The legislation also would provide for one school psychologist or licensed therapist with experience in schools or with school-age children for every 700 students.

The bill was backed at the committee hearing by groups representing state teachers and school administrators, as well as health organizations such as the National Alliance on Mental Illness.

“This early intervention will help prevent the devastating consequences of unaddressed mental illness,” said Annie Slease, director of advocacy and education for the mental illness group. The bill would help educators, too. Teachers are the ones left, underequipped, to address their students’ mental health concerns when there aren’t enough mental health professionals, Ms. Slease said.

“HB 300 is critical for so many Delawareans. For young people, certainly, and first and foremost, but also for their families and for educators,” she said. “We simply can’t afford not to invest in this bill.”

Funding for the bill is one of two significant obstacles standing in the way of expanding more students’ access to mental health professionals.
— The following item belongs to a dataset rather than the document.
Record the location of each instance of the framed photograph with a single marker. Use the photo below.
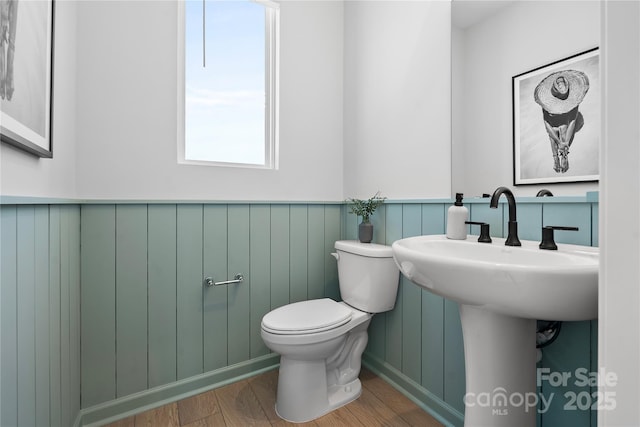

HB 300 will cost the state approximately $10.1 million in 2023 and $15.1 million in 2025, according to the bill’s fiscal note, as the number of counselors ramps up. Local schools will also have to pitch in money — about $7 million in 2025.

The plan is for the bill to draw a small portion of its funding from money that was intended to fund K-5 counselors under last year’s bill. So far, no money has been set aside in the budget specifically for HB 300.

That might take some time, said the committee chair, Sen. Laura Sturgeon, D-Woodbrook, “but it’s really important that we signal where we want to go.”

The other issue is the availability of enough qualified mental health professionals to fill the newly created positions should the bill pass, said Rep. Longhurst. But the roles need to come first, she said: “Unless you build it, they won’t come.”

Rep. Longhurst said she plans to keep on with her push to put more counselors and other mental health professionals in schools. She plans to address high school next.

“We just didn’t realize how important it was until the kids weren’t in school for two years. And now they’re coming back and they haven’t had (mental health) services,” Rep. Longhurst said. “So I’m trying to break the stigma.”